Beatriz was inspired to send books to children living in at-risk communities and developing countries. Her initiative, Books for a Change, has helped nearly 10,000 children from San Diego to Brazil. Thus far, Beatriz has raised $5,000 for books and materials, along with 1,000 donated books. The initiative sends bookshelves with 10 books per age group (0-3 and 3-6) to Brazilian daycare programs.

She often receives requests for assistance directly from Brazilian daycares, though word of mouth amongst her initiative’s volunteers also helps spread awareness.

Beatriz is also creating an educational curriculum for the daycares Books for a Change assists. “Normally we do teach in-person, you know, [to] the daycare facilitators; how to best read to the children, but we really want to release this curriculum and really see the tools that we’ve gathered for them worldwide. We’re in the process of making a video with all these steps to teach all women in Brazil, and all men, who work at these daycares how to collectively read to the children, facilitate reading and suggest activities that they can do with some of the books that we’ve given them.”

“We’ve actually been working on donating the books in large containers versus bookshelves,” Beatriz said. “Doing a little combination of both, but what the large boxes have been allowing us to do–we tested it out–our last donation was one with the box, it was two weeks ago, I think.
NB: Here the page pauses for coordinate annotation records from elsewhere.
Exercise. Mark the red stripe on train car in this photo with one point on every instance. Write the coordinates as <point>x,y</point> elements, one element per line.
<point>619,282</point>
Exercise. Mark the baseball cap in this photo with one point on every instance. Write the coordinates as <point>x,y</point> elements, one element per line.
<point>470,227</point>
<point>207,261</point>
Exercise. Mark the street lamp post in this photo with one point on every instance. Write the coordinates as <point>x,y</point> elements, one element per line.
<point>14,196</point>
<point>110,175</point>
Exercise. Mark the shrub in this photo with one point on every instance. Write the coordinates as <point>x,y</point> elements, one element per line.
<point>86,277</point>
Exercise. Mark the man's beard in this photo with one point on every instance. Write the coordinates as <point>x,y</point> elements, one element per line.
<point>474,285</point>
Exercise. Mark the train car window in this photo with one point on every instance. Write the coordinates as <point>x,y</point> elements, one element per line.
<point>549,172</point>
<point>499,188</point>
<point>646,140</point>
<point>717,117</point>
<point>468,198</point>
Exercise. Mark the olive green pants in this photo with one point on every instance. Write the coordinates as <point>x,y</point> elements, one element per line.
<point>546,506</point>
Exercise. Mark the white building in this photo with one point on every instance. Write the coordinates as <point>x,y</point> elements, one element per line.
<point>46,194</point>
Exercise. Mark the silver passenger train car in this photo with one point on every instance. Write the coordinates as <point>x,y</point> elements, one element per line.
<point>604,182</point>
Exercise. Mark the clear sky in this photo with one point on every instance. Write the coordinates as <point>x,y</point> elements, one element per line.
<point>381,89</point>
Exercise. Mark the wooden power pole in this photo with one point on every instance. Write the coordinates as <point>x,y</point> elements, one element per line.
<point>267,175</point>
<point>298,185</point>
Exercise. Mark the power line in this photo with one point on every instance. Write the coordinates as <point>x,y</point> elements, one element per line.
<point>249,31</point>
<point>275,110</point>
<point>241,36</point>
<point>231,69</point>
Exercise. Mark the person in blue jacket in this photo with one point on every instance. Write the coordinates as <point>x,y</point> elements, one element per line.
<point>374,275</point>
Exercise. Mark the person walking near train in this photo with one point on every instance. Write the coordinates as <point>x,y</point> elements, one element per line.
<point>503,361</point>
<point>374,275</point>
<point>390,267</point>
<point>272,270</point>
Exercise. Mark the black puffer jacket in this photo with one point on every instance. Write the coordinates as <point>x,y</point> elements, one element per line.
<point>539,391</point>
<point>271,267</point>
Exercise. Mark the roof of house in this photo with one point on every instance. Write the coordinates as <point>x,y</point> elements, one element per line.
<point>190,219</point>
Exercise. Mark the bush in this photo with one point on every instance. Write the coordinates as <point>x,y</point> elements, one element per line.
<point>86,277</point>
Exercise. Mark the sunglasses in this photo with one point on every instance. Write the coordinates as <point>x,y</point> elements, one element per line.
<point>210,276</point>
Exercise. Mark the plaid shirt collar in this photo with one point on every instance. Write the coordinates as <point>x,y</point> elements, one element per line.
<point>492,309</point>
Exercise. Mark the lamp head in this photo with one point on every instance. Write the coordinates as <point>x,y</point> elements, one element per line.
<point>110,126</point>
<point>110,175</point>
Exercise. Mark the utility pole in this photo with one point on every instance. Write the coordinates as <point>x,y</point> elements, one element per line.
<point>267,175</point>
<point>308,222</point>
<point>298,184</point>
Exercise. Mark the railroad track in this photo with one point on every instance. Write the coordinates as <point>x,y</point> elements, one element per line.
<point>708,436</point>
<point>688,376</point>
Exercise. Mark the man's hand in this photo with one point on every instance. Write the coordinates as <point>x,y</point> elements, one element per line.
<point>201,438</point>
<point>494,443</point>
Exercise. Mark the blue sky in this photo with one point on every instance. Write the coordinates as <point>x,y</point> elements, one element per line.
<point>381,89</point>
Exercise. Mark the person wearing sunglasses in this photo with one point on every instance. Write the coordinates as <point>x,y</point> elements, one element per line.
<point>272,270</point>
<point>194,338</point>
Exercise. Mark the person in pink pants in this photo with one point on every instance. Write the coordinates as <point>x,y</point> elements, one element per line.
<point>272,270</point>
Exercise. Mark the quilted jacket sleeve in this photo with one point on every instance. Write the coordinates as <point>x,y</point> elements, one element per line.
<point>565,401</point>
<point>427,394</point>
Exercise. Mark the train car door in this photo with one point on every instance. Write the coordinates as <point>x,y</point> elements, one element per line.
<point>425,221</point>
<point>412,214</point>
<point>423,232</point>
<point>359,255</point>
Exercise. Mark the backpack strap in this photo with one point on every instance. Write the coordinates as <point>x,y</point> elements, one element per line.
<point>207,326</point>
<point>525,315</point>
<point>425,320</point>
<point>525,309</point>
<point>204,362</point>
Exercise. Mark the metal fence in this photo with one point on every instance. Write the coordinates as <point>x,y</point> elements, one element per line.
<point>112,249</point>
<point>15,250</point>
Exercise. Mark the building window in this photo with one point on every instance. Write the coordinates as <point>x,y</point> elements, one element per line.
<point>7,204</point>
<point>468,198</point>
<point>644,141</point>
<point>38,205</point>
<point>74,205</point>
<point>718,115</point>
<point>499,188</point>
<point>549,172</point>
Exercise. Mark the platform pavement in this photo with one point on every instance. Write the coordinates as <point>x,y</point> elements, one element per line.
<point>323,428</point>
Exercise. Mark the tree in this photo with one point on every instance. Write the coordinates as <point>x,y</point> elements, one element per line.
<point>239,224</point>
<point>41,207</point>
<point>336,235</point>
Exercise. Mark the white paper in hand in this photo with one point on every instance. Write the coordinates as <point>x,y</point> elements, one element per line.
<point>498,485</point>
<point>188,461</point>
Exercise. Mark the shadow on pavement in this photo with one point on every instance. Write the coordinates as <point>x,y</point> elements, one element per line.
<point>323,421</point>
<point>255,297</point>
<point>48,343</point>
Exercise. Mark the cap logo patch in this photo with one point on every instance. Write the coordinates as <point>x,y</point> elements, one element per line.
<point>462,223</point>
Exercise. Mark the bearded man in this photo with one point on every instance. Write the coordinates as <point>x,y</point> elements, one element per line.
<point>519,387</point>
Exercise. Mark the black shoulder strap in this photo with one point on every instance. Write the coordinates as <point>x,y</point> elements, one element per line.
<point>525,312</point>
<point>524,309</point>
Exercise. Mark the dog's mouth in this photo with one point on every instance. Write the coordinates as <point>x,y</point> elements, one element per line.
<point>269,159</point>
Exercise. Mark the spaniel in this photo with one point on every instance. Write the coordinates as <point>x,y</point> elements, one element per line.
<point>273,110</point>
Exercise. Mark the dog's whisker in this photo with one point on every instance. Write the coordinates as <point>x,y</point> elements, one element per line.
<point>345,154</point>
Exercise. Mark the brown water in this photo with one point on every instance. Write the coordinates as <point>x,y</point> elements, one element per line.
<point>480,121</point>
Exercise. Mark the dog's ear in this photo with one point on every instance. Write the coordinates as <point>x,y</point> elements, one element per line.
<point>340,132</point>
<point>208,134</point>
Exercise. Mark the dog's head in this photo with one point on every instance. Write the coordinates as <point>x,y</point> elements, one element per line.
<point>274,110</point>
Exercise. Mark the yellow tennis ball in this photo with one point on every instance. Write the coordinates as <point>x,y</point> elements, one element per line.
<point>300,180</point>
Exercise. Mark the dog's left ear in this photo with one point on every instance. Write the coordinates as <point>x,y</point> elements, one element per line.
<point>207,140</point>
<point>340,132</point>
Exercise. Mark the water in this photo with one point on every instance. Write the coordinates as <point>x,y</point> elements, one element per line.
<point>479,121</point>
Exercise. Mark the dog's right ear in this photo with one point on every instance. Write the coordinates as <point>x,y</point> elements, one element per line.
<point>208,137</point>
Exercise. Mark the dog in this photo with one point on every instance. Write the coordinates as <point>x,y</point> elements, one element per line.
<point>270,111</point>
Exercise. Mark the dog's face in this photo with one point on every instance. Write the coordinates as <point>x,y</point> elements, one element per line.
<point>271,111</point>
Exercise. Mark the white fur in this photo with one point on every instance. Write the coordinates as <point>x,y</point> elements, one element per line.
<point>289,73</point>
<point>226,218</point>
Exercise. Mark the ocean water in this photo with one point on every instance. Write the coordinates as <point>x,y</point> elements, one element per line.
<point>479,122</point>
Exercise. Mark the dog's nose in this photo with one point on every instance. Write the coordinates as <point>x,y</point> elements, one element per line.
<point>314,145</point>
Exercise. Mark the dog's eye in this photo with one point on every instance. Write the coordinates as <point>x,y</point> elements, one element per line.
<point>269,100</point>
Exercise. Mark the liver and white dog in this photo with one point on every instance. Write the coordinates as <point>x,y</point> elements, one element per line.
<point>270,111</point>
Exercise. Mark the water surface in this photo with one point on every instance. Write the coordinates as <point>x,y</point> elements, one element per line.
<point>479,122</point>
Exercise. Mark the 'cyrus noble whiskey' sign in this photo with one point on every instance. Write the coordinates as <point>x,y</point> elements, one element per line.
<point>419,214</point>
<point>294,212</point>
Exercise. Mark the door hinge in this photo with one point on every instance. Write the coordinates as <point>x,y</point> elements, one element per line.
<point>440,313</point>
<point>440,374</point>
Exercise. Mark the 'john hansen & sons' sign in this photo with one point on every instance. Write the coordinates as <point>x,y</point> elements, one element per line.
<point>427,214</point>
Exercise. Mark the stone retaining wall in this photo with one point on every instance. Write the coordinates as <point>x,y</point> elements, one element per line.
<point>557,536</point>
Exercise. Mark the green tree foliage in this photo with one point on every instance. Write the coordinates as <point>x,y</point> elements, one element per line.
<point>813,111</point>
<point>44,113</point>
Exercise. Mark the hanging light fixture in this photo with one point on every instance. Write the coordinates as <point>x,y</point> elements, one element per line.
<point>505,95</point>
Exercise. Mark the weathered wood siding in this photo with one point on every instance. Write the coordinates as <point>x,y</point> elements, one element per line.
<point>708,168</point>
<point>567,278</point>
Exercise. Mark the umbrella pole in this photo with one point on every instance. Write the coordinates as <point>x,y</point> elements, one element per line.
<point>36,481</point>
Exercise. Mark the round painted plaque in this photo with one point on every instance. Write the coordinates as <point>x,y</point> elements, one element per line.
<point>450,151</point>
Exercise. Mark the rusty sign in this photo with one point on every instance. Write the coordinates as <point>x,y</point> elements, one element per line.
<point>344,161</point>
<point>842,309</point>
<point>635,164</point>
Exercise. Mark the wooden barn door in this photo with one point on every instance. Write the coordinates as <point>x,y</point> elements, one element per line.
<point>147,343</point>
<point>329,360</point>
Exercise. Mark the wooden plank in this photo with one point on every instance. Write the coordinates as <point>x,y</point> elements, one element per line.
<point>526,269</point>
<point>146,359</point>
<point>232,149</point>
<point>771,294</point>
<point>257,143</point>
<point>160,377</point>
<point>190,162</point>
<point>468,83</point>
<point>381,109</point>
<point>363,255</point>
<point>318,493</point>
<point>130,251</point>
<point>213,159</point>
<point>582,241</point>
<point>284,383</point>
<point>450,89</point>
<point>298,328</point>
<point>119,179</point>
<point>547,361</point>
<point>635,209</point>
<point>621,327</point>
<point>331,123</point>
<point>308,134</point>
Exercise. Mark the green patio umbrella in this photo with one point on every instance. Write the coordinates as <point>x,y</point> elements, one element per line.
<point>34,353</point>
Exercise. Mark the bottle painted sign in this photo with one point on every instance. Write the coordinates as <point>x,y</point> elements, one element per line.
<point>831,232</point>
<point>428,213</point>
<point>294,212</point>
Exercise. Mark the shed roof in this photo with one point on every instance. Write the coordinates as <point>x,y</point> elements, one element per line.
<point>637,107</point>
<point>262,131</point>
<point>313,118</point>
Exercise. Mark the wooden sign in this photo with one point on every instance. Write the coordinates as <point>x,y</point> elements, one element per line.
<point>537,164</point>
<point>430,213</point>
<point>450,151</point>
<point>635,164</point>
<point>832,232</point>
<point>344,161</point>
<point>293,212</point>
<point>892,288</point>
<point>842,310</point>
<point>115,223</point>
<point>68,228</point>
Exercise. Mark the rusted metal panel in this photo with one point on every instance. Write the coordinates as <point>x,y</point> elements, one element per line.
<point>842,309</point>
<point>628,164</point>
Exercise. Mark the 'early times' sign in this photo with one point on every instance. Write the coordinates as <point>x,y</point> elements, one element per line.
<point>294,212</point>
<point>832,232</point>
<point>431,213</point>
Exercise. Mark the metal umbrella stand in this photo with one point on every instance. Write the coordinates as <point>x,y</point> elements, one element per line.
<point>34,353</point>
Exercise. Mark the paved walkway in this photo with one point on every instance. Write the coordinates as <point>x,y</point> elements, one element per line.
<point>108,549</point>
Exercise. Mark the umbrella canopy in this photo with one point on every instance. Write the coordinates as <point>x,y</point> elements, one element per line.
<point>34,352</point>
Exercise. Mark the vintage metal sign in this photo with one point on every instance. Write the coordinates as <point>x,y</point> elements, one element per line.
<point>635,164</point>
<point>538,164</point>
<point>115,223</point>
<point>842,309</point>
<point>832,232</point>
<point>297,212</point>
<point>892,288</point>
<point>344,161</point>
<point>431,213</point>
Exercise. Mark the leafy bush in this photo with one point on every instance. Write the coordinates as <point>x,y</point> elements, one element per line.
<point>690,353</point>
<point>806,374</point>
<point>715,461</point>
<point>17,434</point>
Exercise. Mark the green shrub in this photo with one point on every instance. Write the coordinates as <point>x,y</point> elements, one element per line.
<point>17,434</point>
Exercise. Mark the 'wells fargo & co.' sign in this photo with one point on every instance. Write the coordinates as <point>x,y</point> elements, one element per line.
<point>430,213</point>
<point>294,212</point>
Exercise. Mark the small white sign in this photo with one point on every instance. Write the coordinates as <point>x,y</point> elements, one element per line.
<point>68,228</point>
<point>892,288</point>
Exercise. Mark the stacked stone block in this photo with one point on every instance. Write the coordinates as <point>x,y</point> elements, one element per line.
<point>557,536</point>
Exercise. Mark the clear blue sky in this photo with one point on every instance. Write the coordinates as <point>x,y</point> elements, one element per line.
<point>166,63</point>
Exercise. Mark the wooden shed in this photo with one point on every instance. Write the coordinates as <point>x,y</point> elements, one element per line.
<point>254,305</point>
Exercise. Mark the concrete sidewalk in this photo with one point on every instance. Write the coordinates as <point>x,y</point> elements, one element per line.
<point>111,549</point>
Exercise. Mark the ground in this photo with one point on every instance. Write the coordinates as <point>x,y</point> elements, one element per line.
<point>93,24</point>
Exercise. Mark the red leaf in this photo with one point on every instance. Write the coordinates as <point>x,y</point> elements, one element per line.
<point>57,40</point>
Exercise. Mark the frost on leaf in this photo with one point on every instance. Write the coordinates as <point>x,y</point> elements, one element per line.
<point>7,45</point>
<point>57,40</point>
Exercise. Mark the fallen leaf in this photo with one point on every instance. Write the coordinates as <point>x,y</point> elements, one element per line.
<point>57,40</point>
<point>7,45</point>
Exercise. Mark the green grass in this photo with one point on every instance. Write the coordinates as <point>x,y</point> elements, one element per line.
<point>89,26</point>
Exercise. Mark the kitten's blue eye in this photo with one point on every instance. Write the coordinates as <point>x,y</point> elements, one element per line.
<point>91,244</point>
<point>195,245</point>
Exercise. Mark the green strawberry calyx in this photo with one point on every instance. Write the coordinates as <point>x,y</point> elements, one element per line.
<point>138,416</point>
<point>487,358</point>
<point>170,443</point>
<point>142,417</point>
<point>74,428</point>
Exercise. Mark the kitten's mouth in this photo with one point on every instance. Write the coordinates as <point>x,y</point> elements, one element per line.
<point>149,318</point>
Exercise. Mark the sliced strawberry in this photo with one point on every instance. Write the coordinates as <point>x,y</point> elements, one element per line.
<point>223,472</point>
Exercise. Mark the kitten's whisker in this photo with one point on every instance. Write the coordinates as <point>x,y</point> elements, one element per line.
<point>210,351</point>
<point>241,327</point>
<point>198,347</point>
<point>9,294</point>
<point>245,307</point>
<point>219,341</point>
It really is going to allow us to donate more books to more places in Brazil. A lot of daycares in Brazil aren’t really accessible by person, because they’re in really dangerous areas, they’re extremely crime-filled, and so it’s much easier to donate if we were to ship the boxes.”

Ethan started a blog called The Journey Through Autism, which provides insights into his personal dealings with high-functioning autism–the blog has a readership of over 40,000.

Ethan was inspired by the ‘creator versus victim theory.’ He first learned of this theory “in eighth grade, during my pre-confirmation class at my synagogue. My youth director said that when there is a situation that you cannot control and can be seen as negative, you have two options: to feel like a victim or to become a creator and create the life that you want to live. I chose to become a creator!” Thus, his blog was born.

“For me,” Ethan said, “I love to blog because writing calms me down when I’m upset and allows me to express myself in ways I would not have been able to. I also like to write because it’s fun!”

He also goes on speaking tours to educate about autism, decrease bullying in schools, and to educate professionals and teachers how to accommodate clients/pupils with autism. “When touring, one main piece of advice I give to children is to become the creator in their own situation. Whether it’s on the playground or in a household, they can create their own path.”

To celebrate the teens’ achievements, an awards ceremony and luncheon was held on Aug. 19 at a Four Seasons Hotel in San Francisco, where John, Beatriz and Ethan met the twelve other award-winners from around the country.